If you watch CNN regularly, you might have seen this big guy named "Ed Lavandera," who is one of CNN's field reporters. Obviously, he's Hispanic.

The word "lavandera," is Spanish for launderer; clothes launderer, in previous eras, but nowadays could also refer to money launderer.

Lavandera is a commonly used word among us Pinoys. Almost every household who does not have a regular maid would employ a clothes washer or a laundrywoman.

I remember growing up in a household with out a regular maid; what we had was a lavandera, plus an "ironing woman," and my two aunts who helped my mother with the day-to-day raising of seven kids plus one cousin.

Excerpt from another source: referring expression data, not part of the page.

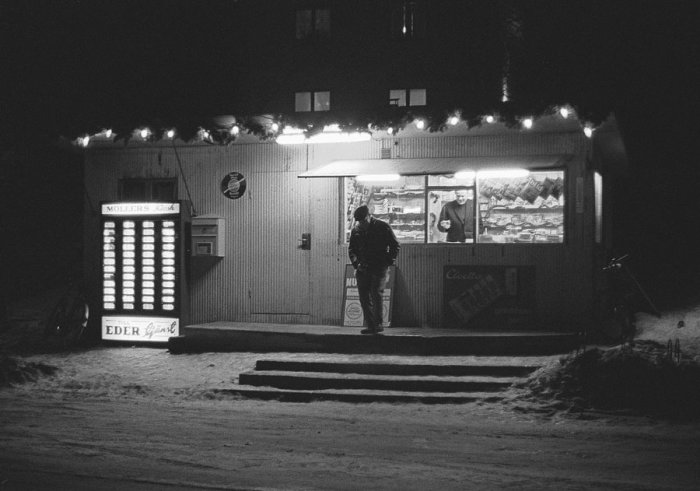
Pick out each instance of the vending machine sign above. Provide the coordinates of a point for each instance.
(488, 296)
(143, 290)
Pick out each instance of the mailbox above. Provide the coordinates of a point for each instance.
(208, 236)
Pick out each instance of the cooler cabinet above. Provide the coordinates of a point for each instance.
(144, 281)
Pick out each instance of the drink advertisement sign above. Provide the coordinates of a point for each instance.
(139, 329)
(352, 311)
(488, 296)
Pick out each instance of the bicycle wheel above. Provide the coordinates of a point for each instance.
(624, 318)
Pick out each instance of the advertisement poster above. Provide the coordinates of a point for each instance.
(139, 329)
(352, 311)
(490, 297)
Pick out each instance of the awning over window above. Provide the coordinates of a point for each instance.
(449, 165)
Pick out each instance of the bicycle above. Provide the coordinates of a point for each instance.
(623, 299)
(69, 318)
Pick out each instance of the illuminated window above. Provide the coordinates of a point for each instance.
(408, 97)
(312, 101)
(488, 207)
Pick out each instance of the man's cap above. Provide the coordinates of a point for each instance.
(361, 212)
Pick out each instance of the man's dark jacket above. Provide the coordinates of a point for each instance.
(461, 218)
(374, 248)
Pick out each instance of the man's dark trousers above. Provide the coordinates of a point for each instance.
(370, 286)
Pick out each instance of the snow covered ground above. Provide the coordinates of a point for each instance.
(141, 418)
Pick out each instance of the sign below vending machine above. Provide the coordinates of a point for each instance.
(139, 329)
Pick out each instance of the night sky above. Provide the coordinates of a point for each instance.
(70, 65)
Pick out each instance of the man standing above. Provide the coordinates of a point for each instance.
(373, 248)
(457, 218)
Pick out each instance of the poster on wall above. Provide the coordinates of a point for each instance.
(352, 311)
(488, 297)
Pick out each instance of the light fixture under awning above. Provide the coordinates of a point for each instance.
(434, 166)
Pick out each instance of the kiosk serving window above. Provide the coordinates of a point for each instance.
(499, 206)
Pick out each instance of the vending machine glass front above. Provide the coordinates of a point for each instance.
(142, 261)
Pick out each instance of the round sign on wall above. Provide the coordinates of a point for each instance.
(233, 185)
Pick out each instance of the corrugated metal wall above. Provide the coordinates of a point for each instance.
(265, 276)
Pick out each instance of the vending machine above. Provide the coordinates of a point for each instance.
(144, 281)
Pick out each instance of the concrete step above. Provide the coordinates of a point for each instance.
(322, 380)
(358, 396)
(417, 369)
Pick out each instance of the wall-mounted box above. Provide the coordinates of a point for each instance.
(208, 233)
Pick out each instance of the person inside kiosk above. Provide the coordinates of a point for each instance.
(457, 217)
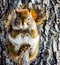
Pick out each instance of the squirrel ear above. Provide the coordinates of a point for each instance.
(39, 16)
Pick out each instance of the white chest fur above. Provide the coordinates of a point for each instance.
(24, 39)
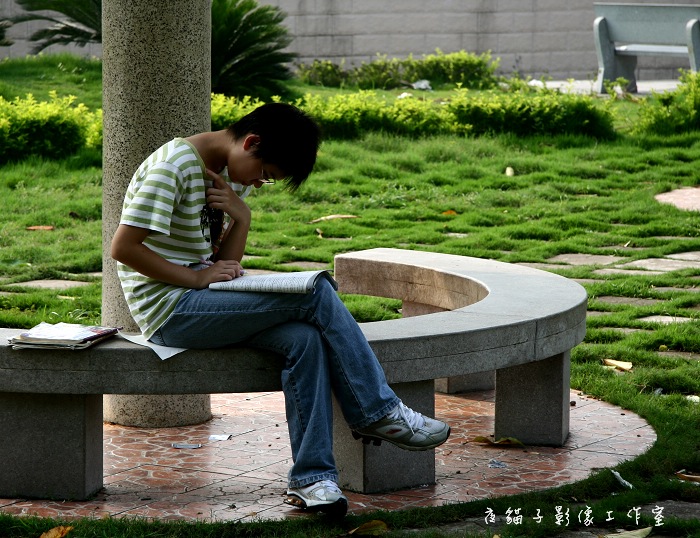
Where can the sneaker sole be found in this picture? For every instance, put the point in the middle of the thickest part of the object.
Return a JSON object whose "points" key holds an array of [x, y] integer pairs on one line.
{"points": [[335, 509], [367, 439]]}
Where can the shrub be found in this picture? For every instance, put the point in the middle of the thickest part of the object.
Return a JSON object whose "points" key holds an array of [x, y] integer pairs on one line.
{"points": [[352, 115], [542, 113], [323, 73], [226, 110], [468, 69], [672, 112], [52, 129], [248, 43]]}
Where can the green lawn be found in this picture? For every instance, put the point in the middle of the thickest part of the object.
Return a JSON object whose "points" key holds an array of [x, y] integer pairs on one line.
{"points": [[567, 195]]}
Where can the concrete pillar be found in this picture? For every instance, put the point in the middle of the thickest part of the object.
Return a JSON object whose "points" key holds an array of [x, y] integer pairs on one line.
{"points": [[156, 86]]}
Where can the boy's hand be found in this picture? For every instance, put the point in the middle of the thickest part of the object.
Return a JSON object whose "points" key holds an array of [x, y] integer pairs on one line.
{"points": [[221, 196], [220, 271]]}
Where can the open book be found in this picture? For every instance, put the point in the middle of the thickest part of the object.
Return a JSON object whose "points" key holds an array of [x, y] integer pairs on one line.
{"points": [[61, 336], [298, 282]]}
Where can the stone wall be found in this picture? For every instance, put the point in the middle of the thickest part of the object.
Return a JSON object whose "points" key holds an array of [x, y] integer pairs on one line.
{"points": [[551, 38]]}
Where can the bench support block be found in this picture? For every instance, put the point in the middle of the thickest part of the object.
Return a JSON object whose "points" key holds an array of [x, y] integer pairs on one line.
{"points": [[51, 446], [532, 401], [374, 469]]}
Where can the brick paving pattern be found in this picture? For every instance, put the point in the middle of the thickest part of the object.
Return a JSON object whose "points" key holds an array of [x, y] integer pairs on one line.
{"points": [[244, 478]]}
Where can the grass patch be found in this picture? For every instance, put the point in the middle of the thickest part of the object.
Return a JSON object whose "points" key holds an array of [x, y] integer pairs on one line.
{"points": [[568, 194]]}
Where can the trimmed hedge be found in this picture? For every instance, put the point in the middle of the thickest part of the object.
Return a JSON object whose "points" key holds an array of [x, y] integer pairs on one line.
{"points": [[52, 129], [465, 68], [59, 128]]}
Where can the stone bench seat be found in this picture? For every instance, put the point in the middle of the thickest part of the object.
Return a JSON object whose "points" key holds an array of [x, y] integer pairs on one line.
{"points": [[463, 316]]}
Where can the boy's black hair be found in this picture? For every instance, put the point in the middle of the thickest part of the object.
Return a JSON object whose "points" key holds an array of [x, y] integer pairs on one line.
{"points": [[289, 139]]}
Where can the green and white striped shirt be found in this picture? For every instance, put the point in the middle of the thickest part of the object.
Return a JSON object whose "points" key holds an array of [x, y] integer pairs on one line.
{"points": [[167, 195]]}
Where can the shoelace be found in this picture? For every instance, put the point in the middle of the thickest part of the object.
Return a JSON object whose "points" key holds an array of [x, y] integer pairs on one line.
{"points": [[412, 418], [327, 485]]}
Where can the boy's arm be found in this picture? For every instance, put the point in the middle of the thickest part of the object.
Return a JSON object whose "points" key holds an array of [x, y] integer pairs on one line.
{"points": [[222, 196], [128, 248]]}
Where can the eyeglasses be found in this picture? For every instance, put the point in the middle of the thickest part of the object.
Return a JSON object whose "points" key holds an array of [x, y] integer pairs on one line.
{"points": [[265, 180]]}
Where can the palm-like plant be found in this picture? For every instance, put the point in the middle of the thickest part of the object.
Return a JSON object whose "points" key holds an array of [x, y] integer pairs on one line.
{"points": [[248, 40], [248, 43], [80, 24]]}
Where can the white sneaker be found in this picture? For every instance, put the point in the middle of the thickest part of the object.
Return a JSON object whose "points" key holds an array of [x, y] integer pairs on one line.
{"points": [[405, 428], [324, 496]]}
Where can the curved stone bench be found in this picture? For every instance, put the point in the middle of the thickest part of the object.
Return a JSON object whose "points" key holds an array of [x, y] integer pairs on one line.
{"points": [[480, 316]]}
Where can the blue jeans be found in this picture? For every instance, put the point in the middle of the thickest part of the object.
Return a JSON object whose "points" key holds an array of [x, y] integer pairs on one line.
{"points": [[325, 351]]}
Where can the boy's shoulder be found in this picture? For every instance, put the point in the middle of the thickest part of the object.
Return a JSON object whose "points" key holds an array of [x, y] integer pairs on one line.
{"points": [[177, 152]]}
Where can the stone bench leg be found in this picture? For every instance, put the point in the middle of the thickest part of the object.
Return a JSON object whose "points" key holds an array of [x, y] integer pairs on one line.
{"points": [[373, 469], [532, 401], [51, 446]]}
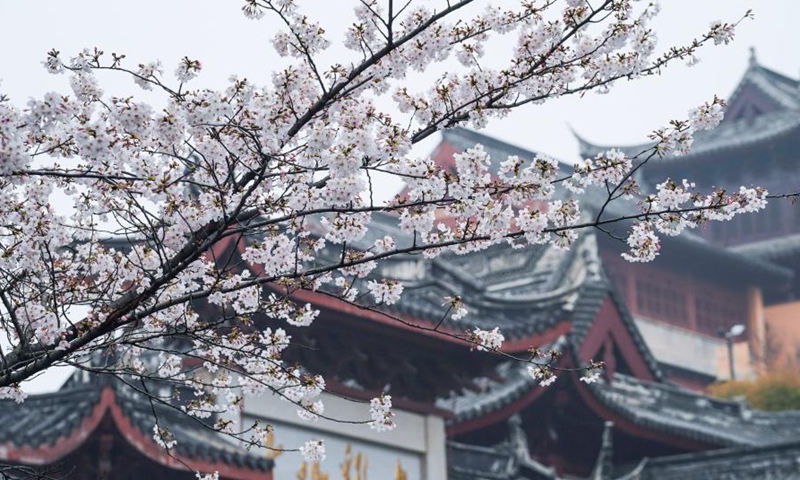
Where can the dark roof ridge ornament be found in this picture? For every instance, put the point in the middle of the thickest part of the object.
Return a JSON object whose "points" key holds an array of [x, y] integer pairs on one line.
{"points": [[604, 468]]}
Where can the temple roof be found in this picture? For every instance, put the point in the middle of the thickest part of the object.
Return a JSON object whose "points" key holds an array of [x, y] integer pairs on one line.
{"points": [[521, 291], [764, 106], [729, 263], [675, 410], [778, 461], [46, 428]]}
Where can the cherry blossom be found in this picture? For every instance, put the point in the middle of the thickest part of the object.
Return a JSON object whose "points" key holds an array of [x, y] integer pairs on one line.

If we had a maid, she was still aided by my two aunts who spoiled my mother.

When I first came home to the Philippines in 1994 after being away for nine years, I bunked in my mother's house for a while and their maid would wash my clothes. My mother knew I was finicky about my clothes, so she would personally wash my underwear instead of assigning it to the maid.

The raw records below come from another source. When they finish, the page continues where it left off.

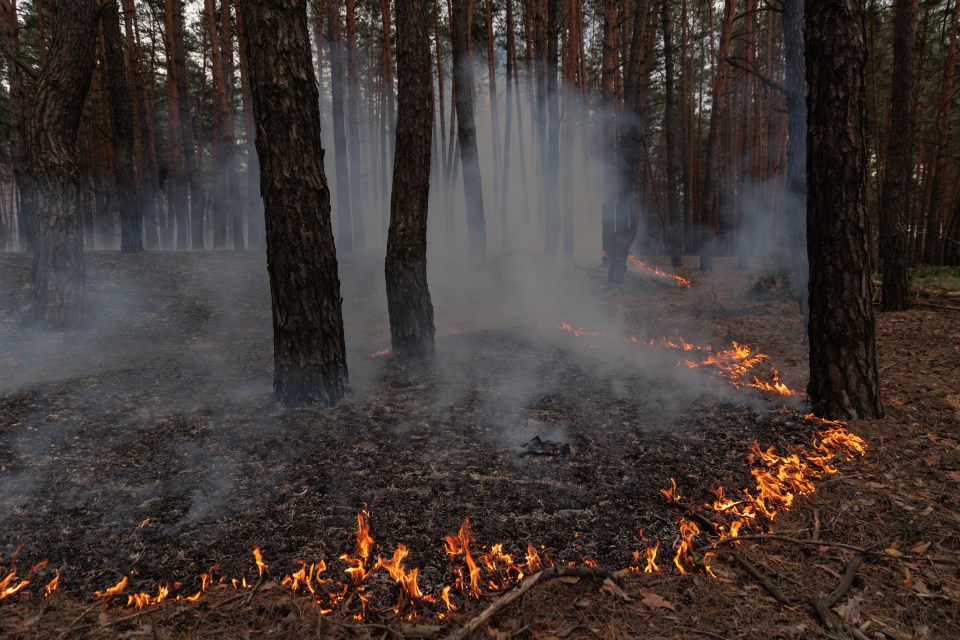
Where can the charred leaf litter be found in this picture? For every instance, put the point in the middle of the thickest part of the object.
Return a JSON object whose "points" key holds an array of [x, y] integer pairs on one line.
{"points": [[168, 457]]}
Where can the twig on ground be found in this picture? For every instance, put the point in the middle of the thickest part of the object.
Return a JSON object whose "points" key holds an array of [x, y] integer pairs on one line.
{"points": [[824, 543], [598, 574], [755, 571], [822, 603]]}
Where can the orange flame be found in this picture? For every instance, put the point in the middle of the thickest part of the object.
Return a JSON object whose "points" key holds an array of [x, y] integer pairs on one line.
{"points": [[261, 567], [114, 590]]}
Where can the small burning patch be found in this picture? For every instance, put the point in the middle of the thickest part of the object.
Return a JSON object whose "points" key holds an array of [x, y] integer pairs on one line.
{"points": [[544, 448]]}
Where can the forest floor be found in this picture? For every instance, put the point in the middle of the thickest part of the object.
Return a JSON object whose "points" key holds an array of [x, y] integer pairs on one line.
{"points": [[146, 445]]}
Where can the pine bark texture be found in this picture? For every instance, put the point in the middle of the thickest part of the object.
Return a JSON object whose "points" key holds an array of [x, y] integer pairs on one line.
{"points": [[58, 293], [408, 297], [309, 352], [467, 131], [844, 382], [895, 203], [121, 131], [796, 196]]}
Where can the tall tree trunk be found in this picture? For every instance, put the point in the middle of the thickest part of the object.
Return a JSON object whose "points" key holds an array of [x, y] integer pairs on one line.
{"points": [[344, 216], [144, 143], [408, 297], [467, 132], [387, 140], [255, 230], [673, 233], [19, 153], [552, 195], [796, 198], [310, 364], [844, 382], [632, 157], [895, 205], [184, 138], [121, 127], [58, 292], [608, 127]]}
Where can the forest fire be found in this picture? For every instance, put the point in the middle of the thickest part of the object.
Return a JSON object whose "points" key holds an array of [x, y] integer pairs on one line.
{"points": [[732, 364], [640, 264], [474, 570]]}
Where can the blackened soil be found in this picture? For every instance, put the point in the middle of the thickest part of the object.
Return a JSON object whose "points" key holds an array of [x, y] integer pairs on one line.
{"points": [[148, 444]]}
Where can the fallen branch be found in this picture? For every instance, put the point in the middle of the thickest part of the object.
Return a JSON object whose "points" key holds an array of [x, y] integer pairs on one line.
{"points": [[597, 574], [753, 570], [822, 603]]}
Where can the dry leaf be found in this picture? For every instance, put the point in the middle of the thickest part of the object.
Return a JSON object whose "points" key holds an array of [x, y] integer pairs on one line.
{"points": [[654, 601], [610, 587], [920, 548], [850, 610]]}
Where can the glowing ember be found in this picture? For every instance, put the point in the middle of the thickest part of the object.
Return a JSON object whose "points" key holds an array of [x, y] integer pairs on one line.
{"points": [[640, 264], [261, 567], [116, 589]]}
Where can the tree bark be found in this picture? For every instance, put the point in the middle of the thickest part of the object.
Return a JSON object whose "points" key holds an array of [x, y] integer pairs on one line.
{"points": [[121, 128], [844, 381], [673, 233], [58, 292], [19, 153], [309, 353], [467, 132], [895, 205], [181, 125], [255, 230], [796, 196], [408, 297]]}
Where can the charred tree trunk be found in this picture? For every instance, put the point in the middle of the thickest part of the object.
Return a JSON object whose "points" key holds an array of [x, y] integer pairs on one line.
{"points": [[121, 127], [844, 382], [408, 297], [608, 115], [255, 238], [344, 216], [58, 292], [181, 125], [309, 353], [467, 132], [19, 153], [632, 150], [715, 198], [796, 199], [895, 205]]}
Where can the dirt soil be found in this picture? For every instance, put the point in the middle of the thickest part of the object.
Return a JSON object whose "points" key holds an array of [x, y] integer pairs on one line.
{"points": [[147, 445]]}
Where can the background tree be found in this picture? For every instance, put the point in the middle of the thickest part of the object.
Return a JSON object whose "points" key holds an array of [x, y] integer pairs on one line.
{"points": [[467, 130], [310, 364], [895, 205], [844, 382], [408, 297], [121, 131], [58, 292]]}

Being finicky about my clothes was not an original trait of mine. In the past, I could not care less if my clothes were assigned to a maid, handled by my mate or my mother. But years of living in the U.S. and in Canada where I did my own laundry had turned me into a "clean fanatic," not only in clothes but with everything else.

I want to do my own laundry; I want a spic n' span wash and bathroom; I want an immaculate kitchen and cooking range; a safe drinking water; a house rid of mosquitoes and cockroaches; a yard full of trees; and outside - streets free of litter and urine-smelling pavements.

The new old me is neurotic about cleanliness, and people around me could not understand it, they even brand me "insane."

I want the bedsheets fresh all the time, and the bathroom smelling of Lysol.

If a human "lavandera" or a maid does my laundry, I somehow feel that my privacy is being invaded. I want to make sure my shirts are not being pounded by the "palo palo" (wooden paddle) and that my whites are totally whitened. I want to know where they hide my underwear and socks in the closet.

I confess that I want my dirty clothes to be done by the machine; I prefer the "machine lavandera," or those commercially-run laundry business.

I once window-shopped for a U.S. -style washing machine and dryer but found the costs to be too prohibitive. Now I want to puke remembering that I dumped an almost brand new washer/dryer in the condo trash, because of one incident when water overflowed into the unit below; and I reverted to using the building's laundry facilities.

In the absence of maids, I do not understand why local people still prefer human "lavanderas," over machines. Personally, I think bringing one's dirty clothes to the neighbourhood machine "lavanderas," is more practical and hygienic.

You bag your clothes, drop it at the laundromat where they weigh it, and collect them after two days. Your clothes smell fresh and look ironed out.